Something inside me collapsed inward, like a structure finally giving way after months of silent strain. I laughed. Not because it was funny, but because there was nothing left to hold the sound in.
I stood up on unsteady legs and grabbed my keys without thinking. The bottle came with me. I didn’t put shoes on. I didn’t grab a jacket. Just moved without knowing why.
The cold slapped me hard the moment I stepped outside, sharp enough to steal my breath. Stars littered the sky, bright and indifferent. The world looked exactly the same as it always had.
I drove without direction.
The road stretched out ahead of me, dark and endless, headlights carving tunnels through the night. The whisky burned in my throat. Tears blurred my vision until everything smeared into streaks of light and shadow.
My heart pounded so hard it felt like it might crack my ribs.If he won’t answer, maybe this will be enough.The thought didn’t scare me.
It felt inevitable.
The tree came out of nowhere. Metal screamed. Glass exploded. Pain detonated through my chest and shoulder in a flash of white-hot agony.
Then—
Nothing.
CHAPTER 20
ANTHONY
My phone rattled against the table while I was reviewing December’s books. The sound felt wrong—too loud, too insistent—like it had already decided it was going to ruin me.
I didn’t recognize the number, but my stomach dropped anyway.
“Hello?” My voice came out hoarse, already tight, like my body knew before my mind caught up.
“Is this Anthony Ruiz?”
The calm professionalism on the other end didn’t reassure me. It made my pulse spike. Every instinct in me screamed danger.
“Yes.”
“I’m calling from the sheriff’s department. I’m sorry to inform you?—”

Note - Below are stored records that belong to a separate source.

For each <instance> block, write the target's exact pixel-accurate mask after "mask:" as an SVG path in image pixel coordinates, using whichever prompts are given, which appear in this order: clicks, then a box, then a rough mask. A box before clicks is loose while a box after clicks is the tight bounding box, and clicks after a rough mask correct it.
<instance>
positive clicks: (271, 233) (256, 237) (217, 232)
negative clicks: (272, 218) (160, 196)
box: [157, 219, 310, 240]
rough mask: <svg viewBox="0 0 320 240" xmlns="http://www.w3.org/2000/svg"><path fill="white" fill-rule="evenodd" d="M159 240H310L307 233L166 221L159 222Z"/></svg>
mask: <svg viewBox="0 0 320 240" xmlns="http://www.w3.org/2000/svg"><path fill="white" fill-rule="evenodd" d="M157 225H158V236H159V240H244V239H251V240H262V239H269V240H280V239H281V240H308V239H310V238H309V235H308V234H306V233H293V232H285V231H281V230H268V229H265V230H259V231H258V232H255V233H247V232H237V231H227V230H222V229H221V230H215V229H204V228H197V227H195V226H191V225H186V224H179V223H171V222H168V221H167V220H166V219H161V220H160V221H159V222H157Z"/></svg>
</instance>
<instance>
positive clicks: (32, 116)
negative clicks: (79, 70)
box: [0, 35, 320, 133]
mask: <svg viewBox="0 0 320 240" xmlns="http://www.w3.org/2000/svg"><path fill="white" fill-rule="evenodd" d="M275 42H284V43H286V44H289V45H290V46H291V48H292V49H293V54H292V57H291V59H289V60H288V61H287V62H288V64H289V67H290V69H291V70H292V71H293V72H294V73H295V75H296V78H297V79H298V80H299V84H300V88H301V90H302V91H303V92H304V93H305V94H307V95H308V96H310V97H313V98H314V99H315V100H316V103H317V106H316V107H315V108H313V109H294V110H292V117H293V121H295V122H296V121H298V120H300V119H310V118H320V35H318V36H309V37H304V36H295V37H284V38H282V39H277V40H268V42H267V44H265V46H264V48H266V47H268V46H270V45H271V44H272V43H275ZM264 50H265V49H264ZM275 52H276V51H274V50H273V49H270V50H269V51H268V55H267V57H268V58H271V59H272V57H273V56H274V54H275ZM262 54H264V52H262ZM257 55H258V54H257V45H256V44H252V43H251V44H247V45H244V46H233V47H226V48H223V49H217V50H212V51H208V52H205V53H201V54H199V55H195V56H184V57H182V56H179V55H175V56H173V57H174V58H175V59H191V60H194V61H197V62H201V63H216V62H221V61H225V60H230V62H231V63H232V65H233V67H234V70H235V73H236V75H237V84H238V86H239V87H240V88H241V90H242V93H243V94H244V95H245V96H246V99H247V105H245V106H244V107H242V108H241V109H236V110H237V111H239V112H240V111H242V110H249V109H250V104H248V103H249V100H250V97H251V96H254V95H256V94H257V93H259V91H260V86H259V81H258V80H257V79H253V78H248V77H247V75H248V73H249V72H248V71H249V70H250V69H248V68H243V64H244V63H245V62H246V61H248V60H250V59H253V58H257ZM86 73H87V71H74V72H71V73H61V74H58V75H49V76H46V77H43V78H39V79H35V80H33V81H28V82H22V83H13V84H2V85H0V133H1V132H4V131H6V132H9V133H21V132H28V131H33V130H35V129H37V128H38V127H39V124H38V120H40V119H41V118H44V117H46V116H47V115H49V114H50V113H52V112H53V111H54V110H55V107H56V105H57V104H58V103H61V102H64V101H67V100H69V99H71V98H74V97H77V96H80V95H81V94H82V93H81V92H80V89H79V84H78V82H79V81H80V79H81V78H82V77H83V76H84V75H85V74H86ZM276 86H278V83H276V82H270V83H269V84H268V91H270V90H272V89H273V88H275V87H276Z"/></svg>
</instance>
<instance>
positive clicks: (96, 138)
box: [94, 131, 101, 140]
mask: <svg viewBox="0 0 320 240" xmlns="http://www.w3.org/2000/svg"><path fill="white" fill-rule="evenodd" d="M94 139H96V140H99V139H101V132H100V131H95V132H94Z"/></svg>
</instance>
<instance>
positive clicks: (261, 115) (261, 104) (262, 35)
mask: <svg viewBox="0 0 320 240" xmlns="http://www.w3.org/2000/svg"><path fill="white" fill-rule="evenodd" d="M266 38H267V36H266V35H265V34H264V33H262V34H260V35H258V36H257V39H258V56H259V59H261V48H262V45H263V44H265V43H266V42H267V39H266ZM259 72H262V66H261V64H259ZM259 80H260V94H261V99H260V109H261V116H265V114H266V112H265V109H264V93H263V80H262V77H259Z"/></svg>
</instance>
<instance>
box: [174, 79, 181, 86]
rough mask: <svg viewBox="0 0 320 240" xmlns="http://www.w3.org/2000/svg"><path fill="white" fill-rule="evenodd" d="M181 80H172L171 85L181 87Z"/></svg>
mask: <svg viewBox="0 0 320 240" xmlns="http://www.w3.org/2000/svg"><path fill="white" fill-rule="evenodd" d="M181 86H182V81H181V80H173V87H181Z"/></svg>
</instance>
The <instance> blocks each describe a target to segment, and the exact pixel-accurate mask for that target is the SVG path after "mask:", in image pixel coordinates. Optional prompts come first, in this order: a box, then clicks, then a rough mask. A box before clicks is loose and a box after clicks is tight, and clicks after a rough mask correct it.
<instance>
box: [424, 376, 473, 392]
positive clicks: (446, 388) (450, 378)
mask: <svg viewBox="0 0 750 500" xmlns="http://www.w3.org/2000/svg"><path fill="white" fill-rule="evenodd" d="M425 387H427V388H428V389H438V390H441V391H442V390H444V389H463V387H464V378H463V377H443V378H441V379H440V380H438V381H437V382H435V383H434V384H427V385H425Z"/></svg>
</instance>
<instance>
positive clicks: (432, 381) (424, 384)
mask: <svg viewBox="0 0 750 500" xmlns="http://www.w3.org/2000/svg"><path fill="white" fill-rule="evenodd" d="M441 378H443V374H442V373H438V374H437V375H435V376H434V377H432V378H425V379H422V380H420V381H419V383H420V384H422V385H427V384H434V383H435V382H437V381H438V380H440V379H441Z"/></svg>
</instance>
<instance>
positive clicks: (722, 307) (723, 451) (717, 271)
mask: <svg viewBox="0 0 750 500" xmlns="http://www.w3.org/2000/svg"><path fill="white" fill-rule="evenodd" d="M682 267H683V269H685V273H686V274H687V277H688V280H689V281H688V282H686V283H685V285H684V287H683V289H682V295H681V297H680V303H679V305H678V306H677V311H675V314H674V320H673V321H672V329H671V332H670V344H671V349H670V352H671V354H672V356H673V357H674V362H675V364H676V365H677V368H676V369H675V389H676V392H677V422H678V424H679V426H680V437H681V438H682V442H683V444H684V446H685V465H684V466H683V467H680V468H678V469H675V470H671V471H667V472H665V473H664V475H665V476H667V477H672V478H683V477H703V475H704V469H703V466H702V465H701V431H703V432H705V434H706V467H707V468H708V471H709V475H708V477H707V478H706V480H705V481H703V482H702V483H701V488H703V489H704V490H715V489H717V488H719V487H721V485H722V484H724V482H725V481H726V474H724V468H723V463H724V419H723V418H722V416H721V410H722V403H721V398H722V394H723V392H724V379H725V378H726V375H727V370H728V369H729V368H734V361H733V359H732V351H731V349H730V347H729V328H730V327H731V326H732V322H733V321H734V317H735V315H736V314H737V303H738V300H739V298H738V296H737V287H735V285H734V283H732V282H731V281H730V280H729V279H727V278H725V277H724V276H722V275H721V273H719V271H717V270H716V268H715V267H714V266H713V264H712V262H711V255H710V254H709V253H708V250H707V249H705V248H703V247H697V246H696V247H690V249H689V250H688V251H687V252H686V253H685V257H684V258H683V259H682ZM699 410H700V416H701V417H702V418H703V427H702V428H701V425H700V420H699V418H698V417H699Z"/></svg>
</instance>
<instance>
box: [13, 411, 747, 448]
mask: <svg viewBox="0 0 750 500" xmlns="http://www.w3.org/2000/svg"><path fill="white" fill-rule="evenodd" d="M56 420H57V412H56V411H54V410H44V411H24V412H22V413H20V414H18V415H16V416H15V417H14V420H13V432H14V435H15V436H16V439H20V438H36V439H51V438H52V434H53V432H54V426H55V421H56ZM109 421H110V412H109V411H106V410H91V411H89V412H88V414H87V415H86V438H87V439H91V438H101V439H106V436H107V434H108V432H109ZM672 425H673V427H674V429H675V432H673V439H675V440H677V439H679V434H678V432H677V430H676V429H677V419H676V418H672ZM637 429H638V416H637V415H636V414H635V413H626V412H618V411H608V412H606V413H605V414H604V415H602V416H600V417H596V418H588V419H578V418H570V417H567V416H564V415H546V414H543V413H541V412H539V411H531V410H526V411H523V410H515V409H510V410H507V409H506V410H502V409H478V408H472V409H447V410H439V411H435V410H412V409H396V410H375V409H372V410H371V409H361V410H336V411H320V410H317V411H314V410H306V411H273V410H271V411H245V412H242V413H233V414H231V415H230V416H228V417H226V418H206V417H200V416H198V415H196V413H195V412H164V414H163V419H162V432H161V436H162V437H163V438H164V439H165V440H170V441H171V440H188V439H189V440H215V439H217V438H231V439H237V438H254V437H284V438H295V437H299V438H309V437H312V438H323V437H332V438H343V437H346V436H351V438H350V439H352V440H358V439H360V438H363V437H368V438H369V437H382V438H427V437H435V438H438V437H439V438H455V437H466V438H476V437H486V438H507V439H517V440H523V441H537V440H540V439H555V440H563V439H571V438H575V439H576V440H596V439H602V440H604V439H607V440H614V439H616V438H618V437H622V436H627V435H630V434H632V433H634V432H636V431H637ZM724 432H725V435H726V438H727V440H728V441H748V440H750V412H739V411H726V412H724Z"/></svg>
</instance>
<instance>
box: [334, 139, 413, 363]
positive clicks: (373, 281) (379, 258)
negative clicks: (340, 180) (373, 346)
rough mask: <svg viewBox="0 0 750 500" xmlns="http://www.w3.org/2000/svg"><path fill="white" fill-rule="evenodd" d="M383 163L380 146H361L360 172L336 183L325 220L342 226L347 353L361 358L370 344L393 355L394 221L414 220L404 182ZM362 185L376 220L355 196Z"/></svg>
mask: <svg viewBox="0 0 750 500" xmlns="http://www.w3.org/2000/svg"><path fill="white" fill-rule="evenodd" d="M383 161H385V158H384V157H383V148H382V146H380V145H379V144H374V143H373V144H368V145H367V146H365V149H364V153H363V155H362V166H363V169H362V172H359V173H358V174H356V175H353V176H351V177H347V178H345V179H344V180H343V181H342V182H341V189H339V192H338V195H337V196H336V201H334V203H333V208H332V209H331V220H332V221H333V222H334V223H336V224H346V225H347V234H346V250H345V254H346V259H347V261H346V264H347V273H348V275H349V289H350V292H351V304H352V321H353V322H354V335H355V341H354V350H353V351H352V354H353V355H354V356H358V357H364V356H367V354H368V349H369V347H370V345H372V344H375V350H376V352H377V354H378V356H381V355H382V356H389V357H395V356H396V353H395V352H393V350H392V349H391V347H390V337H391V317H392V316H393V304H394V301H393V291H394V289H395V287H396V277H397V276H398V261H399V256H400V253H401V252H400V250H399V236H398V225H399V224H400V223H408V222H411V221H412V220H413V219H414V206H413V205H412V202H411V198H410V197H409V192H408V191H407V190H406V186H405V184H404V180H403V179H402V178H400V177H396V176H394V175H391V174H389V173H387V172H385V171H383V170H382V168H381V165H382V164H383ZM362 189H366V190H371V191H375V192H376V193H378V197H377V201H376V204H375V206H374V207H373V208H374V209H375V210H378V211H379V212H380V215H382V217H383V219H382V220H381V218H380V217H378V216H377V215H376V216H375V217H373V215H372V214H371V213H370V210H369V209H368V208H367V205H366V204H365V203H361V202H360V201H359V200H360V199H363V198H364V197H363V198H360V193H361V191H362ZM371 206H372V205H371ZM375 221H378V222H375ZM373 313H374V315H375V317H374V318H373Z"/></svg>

Something inside me went cold and hollow at the same time. My hands went numb. My coffee mug slid across the table, spilling without my noticing. The room tilted.
“I didn’t hear the rest,” I said later. At the time, all I managed was, “Where… where is he?”
There was a pause. A breath. “He’s been involved in a single-vehicle incident. He’s stable, but he’s being taken into surgery.”
Surgery. The word landed like a physical blow. My knees nearly buckled. I grabbed the edge of the desk just to stay upright.
Elliot.
My baby boy.
I didn’t remember locking the door. I didn’t remember the drive, only red lights bleeding into white lines, my own breathing tearing in and out of my chest like it was trying to escape me. My hands clenched the steering wheel so tightly my fingers cramped. I wanted to scream—at the road, at the night, at myself.
At every moment I’d pulled away.
By the time I reached the hospital, my body was shaking violently. Sweat slicked my hair to my forehead. My legs felt unreliable, like they might fold without warning. I had to grip the railing at the entrance just to keep moving.